Is the group $$ \operatorname{Diff}^1_0(\mathbb R^d) = \operatorname{Diff}^1(\mathbb R^d) \cap \big(\operatorname{Id}_{\mathbb R^d} + C^1_0(\mathbb R^d,\mathbb R^d)\big) $$ connected? Here $$ C^1_0(\mathbb R^d,\mathbb R^d) = \{ f \in C^1(\mathbb R^d,\mathbb R^d) \,:\, |f(x)|\to 0,\, |Df(x)| \to 0\text{ as } x \to \infty \}\,, $$ and we equip $\operatorname{Diff}^1_0(\mathbb R^d)$ with the uniform $C^1$-topology. Thus $\operatorname{Diff}^1_0(\mathbb R^d)$ consists of diffeomorphisms that decay to the identity towards infinity in the $C^1$-norm; in particular diffeomorphisms in $\operatorname{Diff}^1_0(\mathbb R^d)$ are orientation preserving.
The group $\operatorname{Diff}^1(\mathbb R^d)$ of $C^1$-diffeomorphisms equipped with the weak Whitney topology has two connected components—the orientation preserving and orientation reversing diffeomorphisms.
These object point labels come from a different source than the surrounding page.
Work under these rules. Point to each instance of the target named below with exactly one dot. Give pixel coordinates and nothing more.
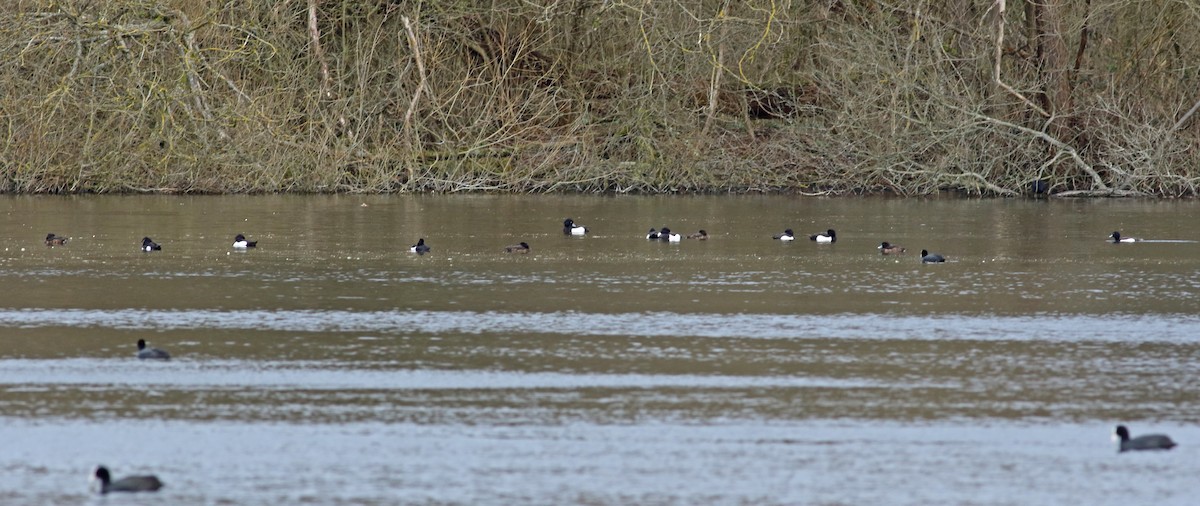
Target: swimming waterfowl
(888, 248)
(517, 248)
(419, 247)
(570, 228)
(1149, 441)
(828, 236)
(129, 483)
(150, 353)
(1116, 238)
(241, 242)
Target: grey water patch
(1049, 327)
(22, 375)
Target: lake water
(331, 366)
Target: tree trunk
(1054, 65)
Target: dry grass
(594, 96)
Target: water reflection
(606, 368)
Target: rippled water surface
(331, 366)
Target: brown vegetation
(809, 96)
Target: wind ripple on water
(1047, 327)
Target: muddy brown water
(331, 366)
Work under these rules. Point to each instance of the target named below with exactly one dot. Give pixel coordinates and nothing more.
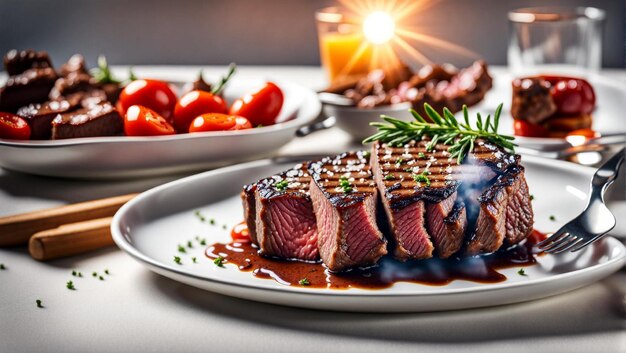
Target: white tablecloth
(135, 310)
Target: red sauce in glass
(435, 272)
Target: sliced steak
(99, 120)
(16, 62)
(505, 215)
(344, 200)
(30, 86)
(532, 100)
(280, 216)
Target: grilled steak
(505, 216)
(532, 101)
(99, 120)
(344, 200)
(280, 217)
(419, 193)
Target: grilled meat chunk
(280, 217)
(344, 200)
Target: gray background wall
(274, 32)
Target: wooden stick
(16, 230)
(71, 239)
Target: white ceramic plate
(150, 227)
(123, 156)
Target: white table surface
(135, 310)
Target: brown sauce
(435, 272)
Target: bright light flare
(379, 27)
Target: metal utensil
(595, 221)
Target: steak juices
(433, 206)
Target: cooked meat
(280, 217)
(506, 214)
(30, 86)
(532, 101)
(418, 189)
(75, 64)
(16, 62)
(40, 115)
(99, 120)
(344, 200)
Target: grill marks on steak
(280, 217)
(346, 215)
(505, 215)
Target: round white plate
(608, 117)
(124, 156)
(151, 226)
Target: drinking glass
(555, 39)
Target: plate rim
(126, 246)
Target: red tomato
(219, 122)
(13, 127)
(261, 107)
(196, 103)
(524, 128)
(142, 121)
(240, 233)
(153, 94)
(573, 96)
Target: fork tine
(576, 241)
(581, 245)
(562, 244)
(552, 239)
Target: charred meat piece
(16, 62)
(30, 86)
(280, 216)
(344, 200)
(506, 215)
(99, 120)
(40, 115)
(532, 101)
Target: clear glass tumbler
(555, 40)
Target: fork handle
(606, 174)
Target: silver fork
(595, 221)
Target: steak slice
(279, 214)
(99, 120)
(344, 200)
(418, 189)
(505, 214)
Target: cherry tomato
(219, 122)
(573, 96)
(196, 103)
(13, 127)
(524, 128)
(240, 233)
(588, 133)
(261, 107)
(153, 94)
(142, 121)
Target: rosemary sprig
(461, 136)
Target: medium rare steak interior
(279, 214)
(344, 198)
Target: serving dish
(150, 227)
(124, 156)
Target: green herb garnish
(421, 178)
(445, 129)
(281, 185)
(219, 261)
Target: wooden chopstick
(17, 230)
(71, 239)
To see this one can use the homotopy $$ \varphi_t(x) = \frac 1t \big(\varphi(tx) - \varphi(0)\big) + t\varphi(0)\,, $$ with $\varphi_0(x) = D\varphi(0)x$. This is a deformation retraction of $\operatorname{Diff}^1(\mathbb R^d)$ unto $GL(\mathbb R^d)$. Since this homotopy works by pushing all nonlinearities out to infinity, it is not continuous in the strong Whitney topology or in the uniform $C^1$-topology used above.
Is there some other construction that can be used to show connectedness of $\operatorname{Diff}^1_0(\mathbb R^d)$? More generally, I am interested in whether the Sobolev diffeomorphism groups $$ \mathcal D^s(\mathbb R^d) = \operatorname{Diff}^1(\mathbb R^d) \cap \big(\operatorname{Id}_{\mathbb R^d} + H^s(\mathbb R^d,\mathbb R^d)\big)\,,$$ with $s > d/2+1$ are connected. However, a positive answer for $\operatorname{Diff}^1_0(\mathbb R^d)$ together with results from Palais' Homotopy Theory of Infinite Dimensional Manifols will imply the result for Sobolev diffeomorphisms.